If you could collaborate with any person, living or dead, on a writing project, who would it be and why?

It would have to be Margaret Atwood because of her superb imagination. Also, she seems like she’d be easy going and would have the right amount of humor to make a collaborative project possible.

Have you got any projects coming up that you are particularly excited about?

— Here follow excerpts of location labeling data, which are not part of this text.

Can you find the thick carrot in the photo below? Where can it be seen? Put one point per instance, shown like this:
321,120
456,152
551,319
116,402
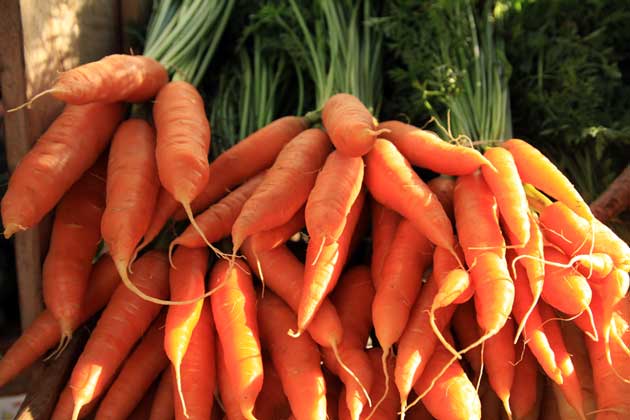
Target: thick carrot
186,282
163,402
384,224
425,149
391,181
286,186
70,146
248,157
444,187
323,267
353,298
124,320
234,310
534,168
349,124
336,189
417,343
138,372
198,370
132,189
73,244
452,396
574,235
507,187
476,218
296,360
45,331
114,78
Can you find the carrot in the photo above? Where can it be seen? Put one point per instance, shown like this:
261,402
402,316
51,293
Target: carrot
45,331
425,149
336,189
296,360
574,235
534,168
138,372
507,187
391,181
350,124
476,218
534,334
70,146
353,298
73,244
570,385
248,157
417,342
285,188
114,78
124,320
186,282
384,224
443,187
163,404
453,396
234,310
198,370
132,189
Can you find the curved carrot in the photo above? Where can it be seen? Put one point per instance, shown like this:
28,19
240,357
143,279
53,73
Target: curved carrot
70,146
163,403
114,78
45,331
186,282
336,189
425,149
132,188
391,181
296,360
198,370
506,185
534,168
138,372
286,186
73,244
124,320
234,310
349,124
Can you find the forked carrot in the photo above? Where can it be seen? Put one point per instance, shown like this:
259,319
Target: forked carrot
70,146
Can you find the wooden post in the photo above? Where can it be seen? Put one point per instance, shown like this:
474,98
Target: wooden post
39,40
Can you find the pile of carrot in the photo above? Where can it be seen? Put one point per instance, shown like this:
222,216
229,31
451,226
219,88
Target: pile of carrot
320,276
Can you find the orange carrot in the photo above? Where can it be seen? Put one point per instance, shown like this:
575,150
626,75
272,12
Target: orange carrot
163,403
70,146
425,149
198,370
384,224
114,78
124,320
336,189
349,124
132,188
296,360
234,310
45,331
323,266
534,168
139,371
286,186
216,222
73,244
507,187
186,282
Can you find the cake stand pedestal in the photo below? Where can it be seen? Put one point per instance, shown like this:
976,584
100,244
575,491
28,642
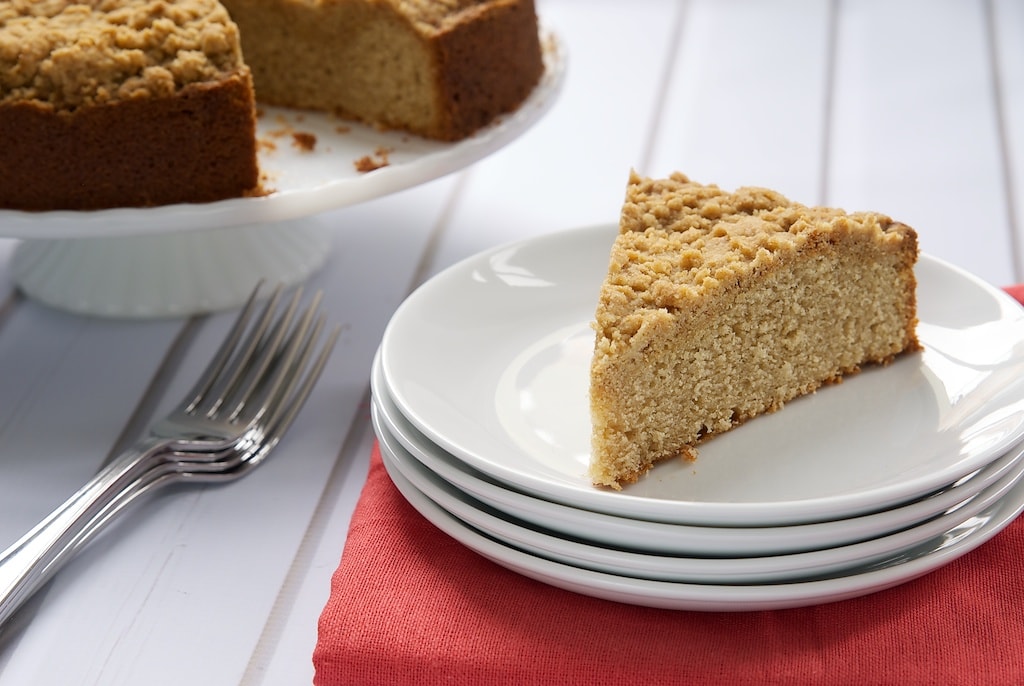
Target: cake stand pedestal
187,259
168,273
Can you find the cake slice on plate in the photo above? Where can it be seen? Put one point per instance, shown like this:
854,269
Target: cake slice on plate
720,306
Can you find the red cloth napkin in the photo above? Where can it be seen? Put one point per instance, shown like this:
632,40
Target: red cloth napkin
411,606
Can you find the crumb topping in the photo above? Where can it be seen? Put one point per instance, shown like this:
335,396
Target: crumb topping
70,54
680,240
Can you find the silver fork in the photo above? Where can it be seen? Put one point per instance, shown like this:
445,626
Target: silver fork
227,424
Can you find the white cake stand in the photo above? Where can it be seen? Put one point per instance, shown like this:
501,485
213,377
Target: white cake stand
186,259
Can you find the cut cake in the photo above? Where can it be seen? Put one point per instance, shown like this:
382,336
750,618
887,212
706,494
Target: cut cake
721,306
142,102
440,69
123,102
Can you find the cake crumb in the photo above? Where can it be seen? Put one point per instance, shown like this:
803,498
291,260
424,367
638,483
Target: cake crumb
304,141
369,163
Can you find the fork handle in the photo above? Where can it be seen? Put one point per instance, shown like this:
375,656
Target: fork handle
28,563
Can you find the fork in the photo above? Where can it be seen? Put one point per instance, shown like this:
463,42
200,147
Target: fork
235,415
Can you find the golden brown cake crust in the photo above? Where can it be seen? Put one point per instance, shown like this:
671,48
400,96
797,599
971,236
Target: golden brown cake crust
721,306
439,69
196,146
122,103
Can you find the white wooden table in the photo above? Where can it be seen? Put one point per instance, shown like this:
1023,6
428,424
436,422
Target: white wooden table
914,109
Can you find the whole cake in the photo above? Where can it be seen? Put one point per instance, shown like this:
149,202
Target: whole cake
141,102
720,306
440,69
123,102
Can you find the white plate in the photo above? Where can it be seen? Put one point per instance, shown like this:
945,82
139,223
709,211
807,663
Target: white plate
720,598
761,569
669,539
489,359
308,182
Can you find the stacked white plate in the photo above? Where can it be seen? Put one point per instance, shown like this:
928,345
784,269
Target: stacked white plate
480,404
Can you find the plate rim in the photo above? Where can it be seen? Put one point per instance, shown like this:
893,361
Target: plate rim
748,513
709,597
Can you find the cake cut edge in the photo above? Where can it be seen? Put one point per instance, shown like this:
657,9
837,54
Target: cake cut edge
689,287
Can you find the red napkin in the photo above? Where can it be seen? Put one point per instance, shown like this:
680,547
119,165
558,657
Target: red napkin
411,606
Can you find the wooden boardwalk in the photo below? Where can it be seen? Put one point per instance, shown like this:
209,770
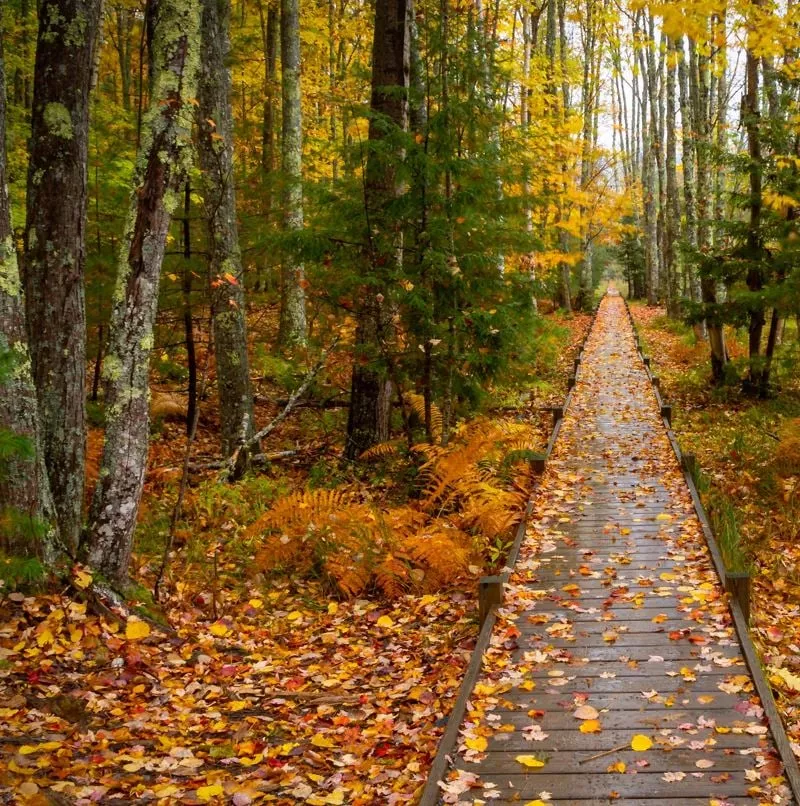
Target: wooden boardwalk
615,630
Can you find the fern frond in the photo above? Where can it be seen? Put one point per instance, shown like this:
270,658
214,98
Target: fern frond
382,450
442,553
298,509
392,577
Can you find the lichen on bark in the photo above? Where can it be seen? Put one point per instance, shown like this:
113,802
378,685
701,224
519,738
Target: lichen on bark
162,164
227,293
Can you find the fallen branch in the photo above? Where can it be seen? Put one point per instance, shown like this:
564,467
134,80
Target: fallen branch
245,445
255,459
604,753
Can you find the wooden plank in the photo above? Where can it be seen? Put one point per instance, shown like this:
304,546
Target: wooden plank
651,785
504,763
646,680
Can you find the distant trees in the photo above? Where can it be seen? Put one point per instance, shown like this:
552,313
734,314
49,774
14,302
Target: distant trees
293,328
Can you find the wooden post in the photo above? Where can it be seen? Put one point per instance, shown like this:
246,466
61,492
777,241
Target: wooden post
737,583
490,594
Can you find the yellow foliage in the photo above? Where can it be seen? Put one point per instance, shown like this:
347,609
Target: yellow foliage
471,496
787,454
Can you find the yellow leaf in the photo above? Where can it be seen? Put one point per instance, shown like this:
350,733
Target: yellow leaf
478,743
205,793
136,629
44,637
530,761
82,579
27,749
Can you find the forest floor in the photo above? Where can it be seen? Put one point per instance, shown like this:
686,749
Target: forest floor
748,454
307,683
614,672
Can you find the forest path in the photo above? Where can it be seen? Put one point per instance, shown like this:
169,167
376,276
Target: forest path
614,626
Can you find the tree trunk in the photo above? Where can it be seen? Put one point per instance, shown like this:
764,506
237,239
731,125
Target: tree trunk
673,210
55,244
649,178
188,318
368,422
225,262
161,169
587,108
293,328
751,117
699,95
26,507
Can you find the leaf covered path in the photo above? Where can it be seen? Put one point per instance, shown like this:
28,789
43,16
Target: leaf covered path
614,673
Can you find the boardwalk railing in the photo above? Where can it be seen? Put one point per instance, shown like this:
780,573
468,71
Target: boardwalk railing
733,582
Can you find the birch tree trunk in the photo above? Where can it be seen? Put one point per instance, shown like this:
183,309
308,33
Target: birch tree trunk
161,169
55,244
368,421
225,260
699,93
587,109
649,178
751,117
26,506
673,208
293,328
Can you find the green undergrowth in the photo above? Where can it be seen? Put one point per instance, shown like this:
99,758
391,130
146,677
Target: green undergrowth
211,546
748,449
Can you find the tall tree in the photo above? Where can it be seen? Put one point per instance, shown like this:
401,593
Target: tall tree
368,421
293,326
751,117
161,169
672,213
24,486
225,261
54,243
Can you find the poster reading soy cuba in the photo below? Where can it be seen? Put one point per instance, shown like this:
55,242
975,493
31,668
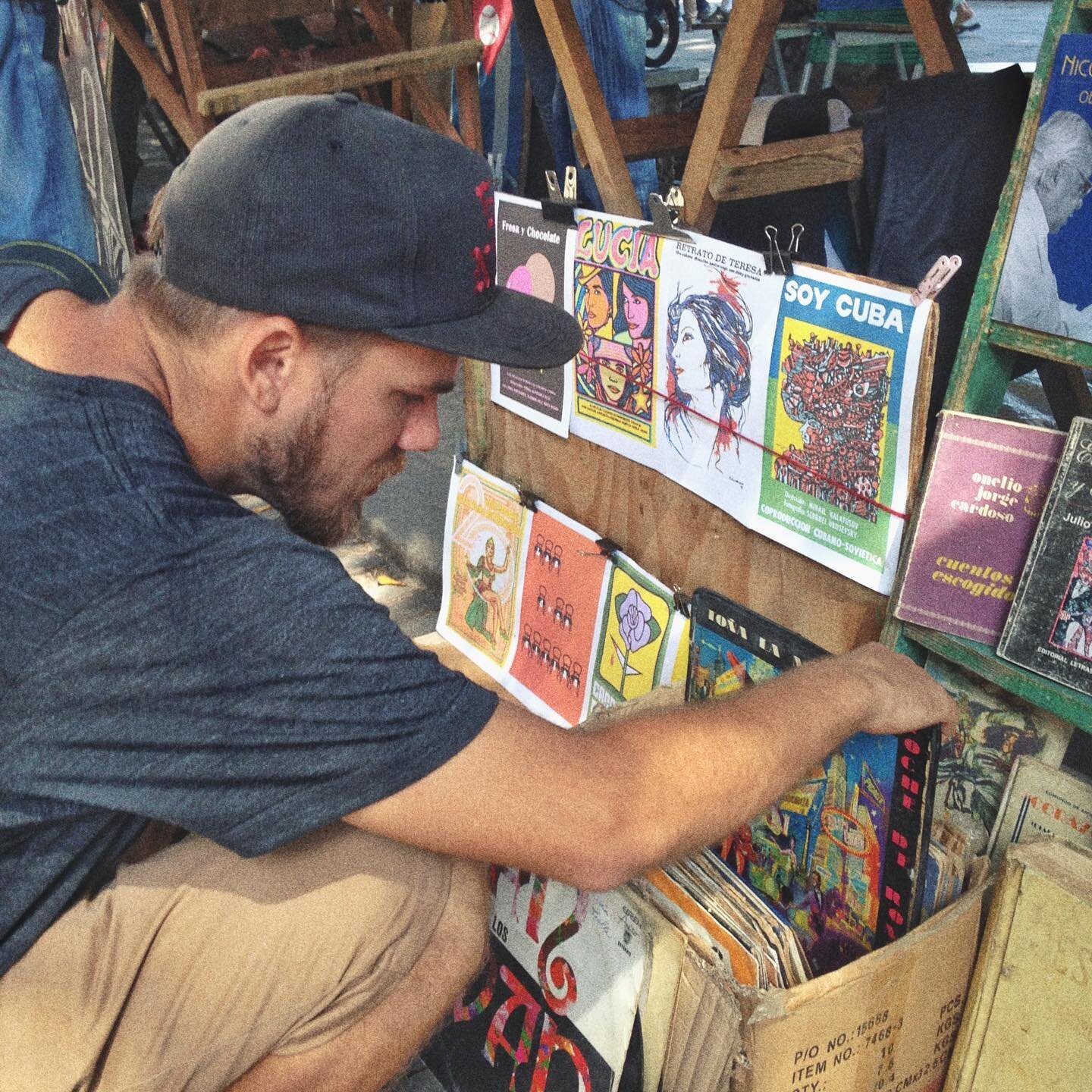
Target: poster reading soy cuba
838,419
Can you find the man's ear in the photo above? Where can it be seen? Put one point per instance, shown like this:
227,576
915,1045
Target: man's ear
268,359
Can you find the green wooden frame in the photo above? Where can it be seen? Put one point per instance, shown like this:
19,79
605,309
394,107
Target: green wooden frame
984,365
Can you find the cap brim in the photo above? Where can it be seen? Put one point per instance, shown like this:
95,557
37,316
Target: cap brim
514,330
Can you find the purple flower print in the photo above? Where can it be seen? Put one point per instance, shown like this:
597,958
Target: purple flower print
633,618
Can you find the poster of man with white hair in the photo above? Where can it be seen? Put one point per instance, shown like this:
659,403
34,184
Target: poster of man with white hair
1046,281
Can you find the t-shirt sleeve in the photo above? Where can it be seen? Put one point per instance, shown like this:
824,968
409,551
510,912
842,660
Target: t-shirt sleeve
247,690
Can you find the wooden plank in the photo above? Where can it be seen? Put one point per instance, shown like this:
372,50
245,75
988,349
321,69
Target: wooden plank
1067,392
431,109
732,86
981,660
466,77
647,138
223,14
1047,347
220,101
787,165
224,74
936,36
588,109
156,82
476,403
682,538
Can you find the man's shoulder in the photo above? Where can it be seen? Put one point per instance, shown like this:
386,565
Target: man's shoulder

I’m currently working on a draft of a novel, which is proving to be an interesting challenge, not only because it’s multi genre, but also because it’s main character is a guy – an older guy. I’ve never written from a male perspective before except in a few short stories. It’s tentatively entitled The Ringo Tales and it’s basically about a near End Times community coming together in search of Ringo, a lost golden retriever.

Are there any new books or writers that you are looking forward to later in the year?

Just recently, I began enjoying books by several authors I’m acquainted with on Twitter. Ones I high recommend include: Kevin Ansbro, Susan Rooke, C.A. Asbrey, Milana Marsenich, Iris Yang, and Mark Ozeroff. There are many others whose works I’m curious about but haven’t yet read. This group includes Gemma Lawrence, Ellie Douglas, Karl Holton, Millie Thom, and M. Ainihi. There are many others, as well!

Anything you’d like to add?

Thanks SO much for giving me this opportunity! I’m looking forward to reading your blog.

Huge thanks to Susan for answering my questions, it’s been a pleasure.